Liebers remained loyal to his club through the political change. The renaming in VfB Leipzig was secured at the general meeting of the 1. FC Lokomotive Leipzig on 1 July 1991. The midfielder played 25 Bundesliga games with VfB in 1993–94, and 74 2. Bundesliga games between 1991 and 1996.

Between 1980 and 1988 Liebers played 59 times for East Germany, making him the 12th most-capped player.
He debuted to the A-national-team on 8 October 1980, at the friendly match with Czechoslovak Socialist Republic in Stadion Evžena Rošického, soon was brought to the A-squad's journey to Argentina in January 1981.
He competed for defending champion East Germany at the 1980 Summer Olympics, including the appearance for the final in Luzhniki Stadium in front of the 80,000 spectators against Czechoslovak Socialist Republic from 81 minutes of the match. 10-men down East Germany lost to same 10-men down Czechoslovakia with 0–1, received the silver medal.
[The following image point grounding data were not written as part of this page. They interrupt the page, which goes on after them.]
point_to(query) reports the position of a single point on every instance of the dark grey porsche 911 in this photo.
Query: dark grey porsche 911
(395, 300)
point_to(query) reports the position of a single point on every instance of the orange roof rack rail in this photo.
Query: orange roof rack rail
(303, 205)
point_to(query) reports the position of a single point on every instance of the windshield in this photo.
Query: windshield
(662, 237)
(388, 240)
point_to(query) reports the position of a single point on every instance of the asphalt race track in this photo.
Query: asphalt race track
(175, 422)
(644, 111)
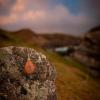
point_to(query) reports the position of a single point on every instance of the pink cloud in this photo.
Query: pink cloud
(6, 20)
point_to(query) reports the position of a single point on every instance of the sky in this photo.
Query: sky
(48, 16)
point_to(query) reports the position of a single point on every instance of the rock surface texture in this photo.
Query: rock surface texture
(16, 85)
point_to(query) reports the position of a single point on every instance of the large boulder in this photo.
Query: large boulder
(16, 85)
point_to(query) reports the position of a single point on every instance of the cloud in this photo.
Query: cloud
(42, 16)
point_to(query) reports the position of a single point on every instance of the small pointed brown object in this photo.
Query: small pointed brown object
(29, 67)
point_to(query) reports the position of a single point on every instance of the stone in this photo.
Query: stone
(16, 85)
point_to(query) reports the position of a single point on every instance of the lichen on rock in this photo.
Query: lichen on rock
(16, 85)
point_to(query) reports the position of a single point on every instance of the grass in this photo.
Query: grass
(72, 81)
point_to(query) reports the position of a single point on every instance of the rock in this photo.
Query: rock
(16, 85)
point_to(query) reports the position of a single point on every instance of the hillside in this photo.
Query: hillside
(72, 80)
(88, 52)
(44, 40)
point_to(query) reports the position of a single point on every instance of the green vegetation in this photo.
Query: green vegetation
(72, 82)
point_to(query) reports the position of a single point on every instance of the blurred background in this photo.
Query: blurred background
(67, 32)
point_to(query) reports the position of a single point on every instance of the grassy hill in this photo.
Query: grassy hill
(72, 81)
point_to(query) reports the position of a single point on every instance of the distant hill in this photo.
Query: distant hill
(88, 51)
(31, 38)
(72, 80)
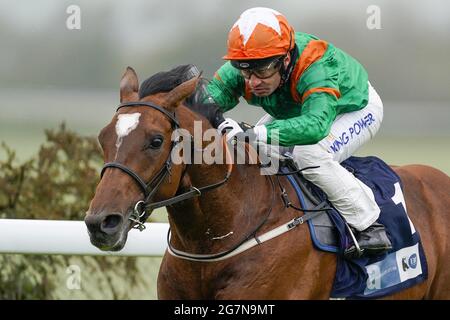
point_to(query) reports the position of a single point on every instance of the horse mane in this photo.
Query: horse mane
(166, 81)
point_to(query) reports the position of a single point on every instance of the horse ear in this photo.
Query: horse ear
(180, 93)
(129, 86)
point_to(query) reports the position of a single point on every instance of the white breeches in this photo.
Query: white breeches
(352, 198)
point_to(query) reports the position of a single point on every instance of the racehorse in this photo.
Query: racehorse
(212, 208)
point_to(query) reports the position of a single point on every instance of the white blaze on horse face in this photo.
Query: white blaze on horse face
(124, 125)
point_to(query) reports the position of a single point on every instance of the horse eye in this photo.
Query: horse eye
(156, 142)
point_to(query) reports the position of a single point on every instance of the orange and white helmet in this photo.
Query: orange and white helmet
(259, 33)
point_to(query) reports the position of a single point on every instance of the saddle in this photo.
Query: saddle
(365, 277)
(323, 231)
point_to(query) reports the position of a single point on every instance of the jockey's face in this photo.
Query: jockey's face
(265, 87)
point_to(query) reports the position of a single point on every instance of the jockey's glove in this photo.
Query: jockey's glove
(248, 136)
(230, 127)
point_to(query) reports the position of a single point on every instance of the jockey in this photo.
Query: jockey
(317, 98)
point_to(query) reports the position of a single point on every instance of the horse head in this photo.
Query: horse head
(137, 146)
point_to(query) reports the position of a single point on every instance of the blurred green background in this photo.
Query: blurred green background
(50, 74)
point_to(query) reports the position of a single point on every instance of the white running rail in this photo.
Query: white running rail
(24, 236)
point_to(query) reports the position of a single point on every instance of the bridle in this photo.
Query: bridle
(143, 208)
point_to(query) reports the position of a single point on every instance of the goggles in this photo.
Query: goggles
(260, 69)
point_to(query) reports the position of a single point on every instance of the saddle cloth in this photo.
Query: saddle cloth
(365, 278)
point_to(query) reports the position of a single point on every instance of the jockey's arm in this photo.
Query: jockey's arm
(318, 90)
(318, 114)
(226, 87)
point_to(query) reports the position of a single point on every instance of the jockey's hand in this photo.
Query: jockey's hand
(248, 136)
(230, 128)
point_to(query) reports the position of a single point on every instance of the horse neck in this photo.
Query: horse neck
(220, 217)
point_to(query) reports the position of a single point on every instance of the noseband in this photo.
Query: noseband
(143, 208)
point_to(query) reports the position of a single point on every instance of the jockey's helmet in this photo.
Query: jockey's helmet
(259, 33)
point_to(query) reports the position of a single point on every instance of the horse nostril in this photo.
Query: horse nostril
(111, 223)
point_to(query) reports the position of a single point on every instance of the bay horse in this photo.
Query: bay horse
(239, 204)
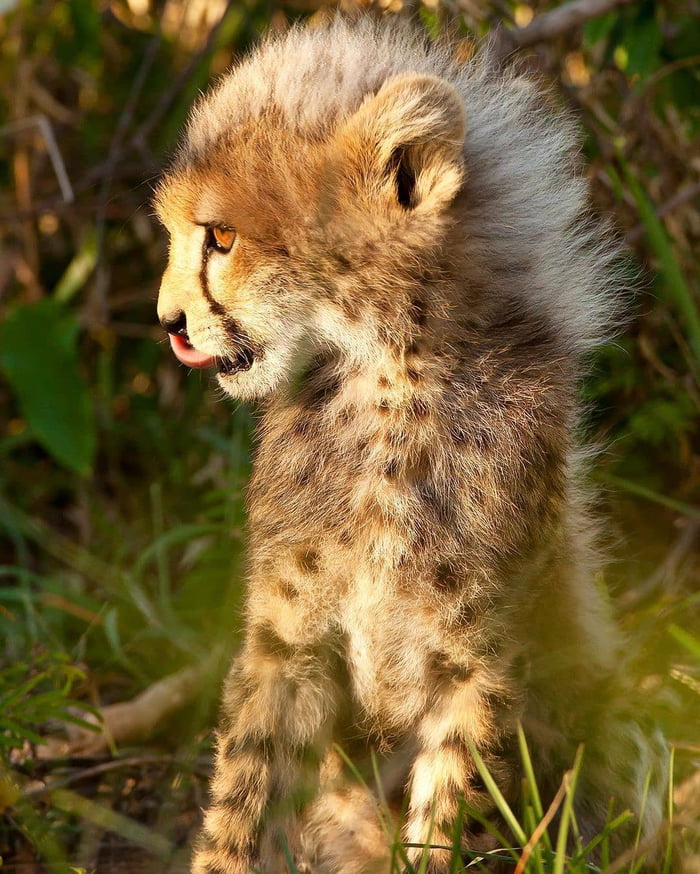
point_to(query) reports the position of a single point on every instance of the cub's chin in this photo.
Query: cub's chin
(253, 383)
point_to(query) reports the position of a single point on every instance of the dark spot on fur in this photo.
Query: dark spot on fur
(498, 702)
(477, 785)
(351, 308)
(396, 439)
(437, 503)
(413, 349)
(419, 408)
(302, 426)
(391, 468)
(457, 433)
(288, 590)
(418, 312)
(272, 644)
(253, 747)
(466, 614)
(319, 390)
(404, 177)
(303, 476)
(308, 560)
(446, 579)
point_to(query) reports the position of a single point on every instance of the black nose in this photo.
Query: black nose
(175, 324)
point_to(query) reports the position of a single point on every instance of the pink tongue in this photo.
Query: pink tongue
(188, 355)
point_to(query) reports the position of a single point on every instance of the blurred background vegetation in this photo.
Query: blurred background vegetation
(121, 476)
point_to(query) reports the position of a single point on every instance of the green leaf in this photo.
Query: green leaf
(38, 356)
(597, 29)
(643, 44)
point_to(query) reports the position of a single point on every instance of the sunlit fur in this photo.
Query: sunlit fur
(417, 271)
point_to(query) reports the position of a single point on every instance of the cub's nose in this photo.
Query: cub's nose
(175, 324)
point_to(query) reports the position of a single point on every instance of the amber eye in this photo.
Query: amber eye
(221, 239)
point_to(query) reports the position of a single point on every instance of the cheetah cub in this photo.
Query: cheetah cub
(390, 253)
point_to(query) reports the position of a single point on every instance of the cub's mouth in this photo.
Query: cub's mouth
(191, 357)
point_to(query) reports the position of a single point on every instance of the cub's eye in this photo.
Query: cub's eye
(221, 239)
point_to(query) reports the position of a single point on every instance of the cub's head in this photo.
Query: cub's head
(306, 199)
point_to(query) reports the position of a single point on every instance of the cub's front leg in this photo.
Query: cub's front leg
(473, 710)
(279, 707)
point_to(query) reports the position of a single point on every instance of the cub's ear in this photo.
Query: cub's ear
(406, 142)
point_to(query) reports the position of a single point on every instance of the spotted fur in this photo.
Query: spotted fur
(414, 282)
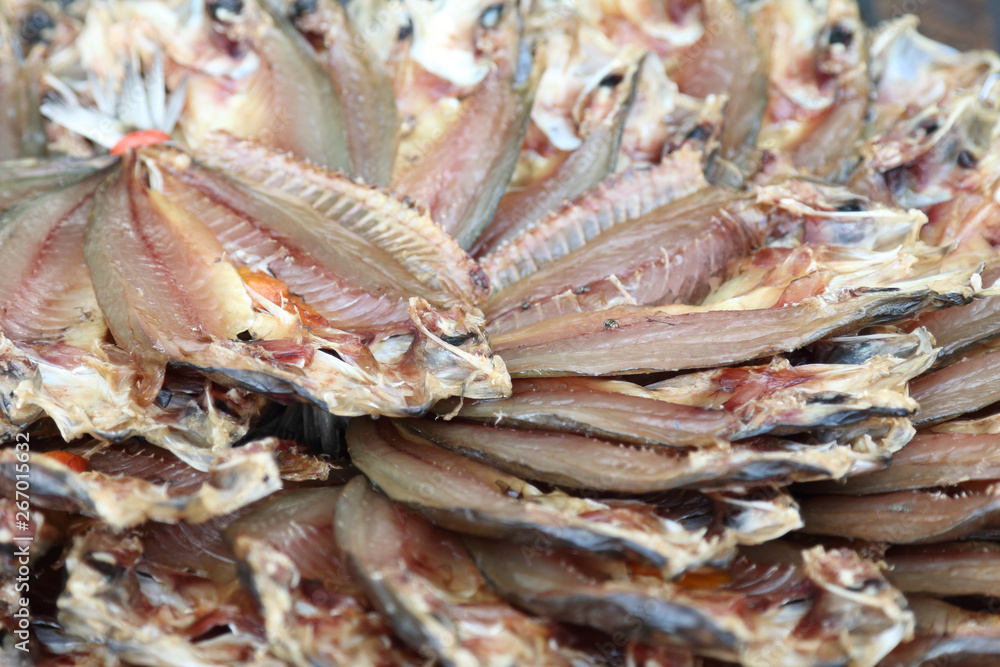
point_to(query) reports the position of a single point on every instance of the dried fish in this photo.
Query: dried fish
(603, 408)
(460, 174)
(965, 386)
(133, 493)
(616, 200)
(958, 330)
(818, 82)
(918, 516)
(114, 597)
(583, 169)
(249, 73)
(951, 569)
(946, 634)
(929, 460)
(703, 611)
(22, 179)
(671, 255)
(363, 88)
(313, 610)
(21, 132)
(578, 462)
(397, 227)
(634, 339)
(52, 342)
(782, 399)
(472, 498)
(429, 588)
(178, 299)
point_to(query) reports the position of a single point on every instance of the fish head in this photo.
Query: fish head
(458, 40)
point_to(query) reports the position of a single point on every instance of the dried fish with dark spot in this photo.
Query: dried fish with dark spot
(399, 228)
(831, 605)
(460, 174)
(469, 497)
(818, 82)
(430, 590)
(583, 169)
(950, 569)
(363, 88)
(673, 254)
(313, 610)
(604, 408)
(615, 201)
(143, 612)
(650, 339)
(179, 300)
(124, 499)
(21, 132)
(782, 399)
(578, 462)
(254, 78)
(963, 387)
(905, 517)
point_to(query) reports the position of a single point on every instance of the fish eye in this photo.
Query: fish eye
(34, 24)
(491, 16)
(611, 80)
(406, 30)
(223, 10)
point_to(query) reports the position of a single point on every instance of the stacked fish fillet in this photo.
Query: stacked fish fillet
(395, 332)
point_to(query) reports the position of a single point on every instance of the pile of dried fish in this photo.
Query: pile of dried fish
(482, 334)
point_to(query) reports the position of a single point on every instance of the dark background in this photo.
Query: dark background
(966, 24)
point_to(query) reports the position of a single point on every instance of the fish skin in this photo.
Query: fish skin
(413, 472)
(459, 180)
(616, 200)
(103, 605)
(948, 569)
(671, 255)
(729, 62)
(21, 132)
(211, 307)
(817, 112)
(583, 169)
(920, 516)
(123, 501)
(429, 589)
(397, 226)
(250, 73)
(710, 620)
(946, 633)
(782, 399)
(651, 341)
(26, 178)
(313, 609)
(575, 405)
(589, 464)
(946, 455)
(362, 86)
(56, 361)
(965, 386)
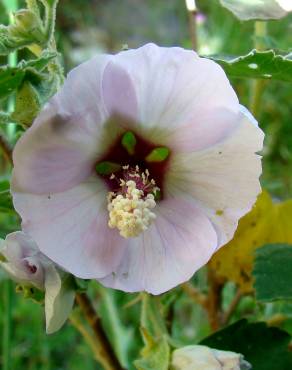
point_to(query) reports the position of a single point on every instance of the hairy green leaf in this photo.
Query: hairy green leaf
(258, 64)
(11, 78)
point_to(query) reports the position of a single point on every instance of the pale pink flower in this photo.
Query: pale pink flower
(22, 260)
(120, 109)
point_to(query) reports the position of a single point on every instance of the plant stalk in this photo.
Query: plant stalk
(103, 350)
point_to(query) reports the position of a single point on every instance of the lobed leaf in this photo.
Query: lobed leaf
(258, 64)
(266, 348)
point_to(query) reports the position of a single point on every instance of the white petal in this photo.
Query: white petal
(71, 228)
(224, 179)
(59, 299)
(179, 93)
(60, 149)
(179, 242)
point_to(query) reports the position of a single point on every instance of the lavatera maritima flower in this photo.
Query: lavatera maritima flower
(139, 169)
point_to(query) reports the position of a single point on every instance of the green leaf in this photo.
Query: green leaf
(129, 142)
(107, 168)
(258, 64)
(273, 273)
(4, 118)
(119, 335)
(266, 348)
(151, 316)
(11, 78)
(156, 353)
(158, 155)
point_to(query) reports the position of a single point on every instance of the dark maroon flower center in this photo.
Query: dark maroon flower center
(132, 154)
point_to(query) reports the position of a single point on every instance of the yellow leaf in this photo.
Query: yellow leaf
(267, 222)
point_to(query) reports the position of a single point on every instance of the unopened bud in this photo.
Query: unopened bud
(205, 358)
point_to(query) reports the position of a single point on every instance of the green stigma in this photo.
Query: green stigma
(107, 168)
(158, 155)
(129, 142)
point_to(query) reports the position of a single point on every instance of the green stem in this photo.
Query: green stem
(257, 87)
(12, 6)
(50, 19)
(104, 352)
(7, 321)
(33, 6)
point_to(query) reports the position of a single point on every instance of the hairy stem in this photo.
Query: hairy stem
(228, 314)
(213, 304)
(257, 87)
(6, 150)
(104, 352)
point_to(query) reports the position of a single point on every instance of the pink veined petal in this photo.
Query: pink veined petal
(179, 242)
(184, 101)
(224, 179)
(71, 228)
(118, 92)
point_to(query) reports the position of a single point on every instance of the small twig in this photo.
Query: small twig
(7, 152)
(106, 354)
(228, 314)
(195, 294)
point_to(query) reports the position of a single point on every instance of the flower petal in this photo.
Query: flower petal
(179, 242)
(59, 150)
(71, 228)
(177, 90)
(223, 179)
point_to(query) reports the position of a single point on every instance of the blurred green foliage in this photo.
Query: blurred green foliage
(83, 29)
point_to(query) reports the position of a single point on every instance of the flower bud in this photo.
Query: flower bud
(27, 25)
(22, 260)
(205, 358)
He was one of the leading players in the squad for the match against France which was the sixth qualifying match held on 11 September 1985 for the 1986 FIFA World Cup. The Lok midfielder beat Fabrice Poullain in every respect, risked dribbling against three opponents, sprinted away from them, and recognised the opponents' mistakes and used them quickly. His back pass to the Lok teammate Ronald Kreer guided Ronald Kreer's decisive 25-metre direct shot at 81 minutes of the match, the goal led the team to the 2–0 win over The UEFA Euro 1984 champion France.

He spent the final years of his career with FC Grün-Weiß Wolfen (1996–97), FV Zeulenroda (1997–98) and finally with SV Blau-Weiß 90 Neustadt.

In the 2004–05 season, he played two games for the reformed 1. FC Lokomotive Leipzig in the third District League, scoring one goal.

Liebers resigned his job as the head coach from SG Traktor Teichel in September 2020.

In 2016, Liebers was selected as the centre midfield of the Lok's Legend-Elleven by online-voting from the large-number fans.

Liebers was awarded the bronze Patriotic Order of Merit "Vaterländischer Verdienstorden" in August 1980.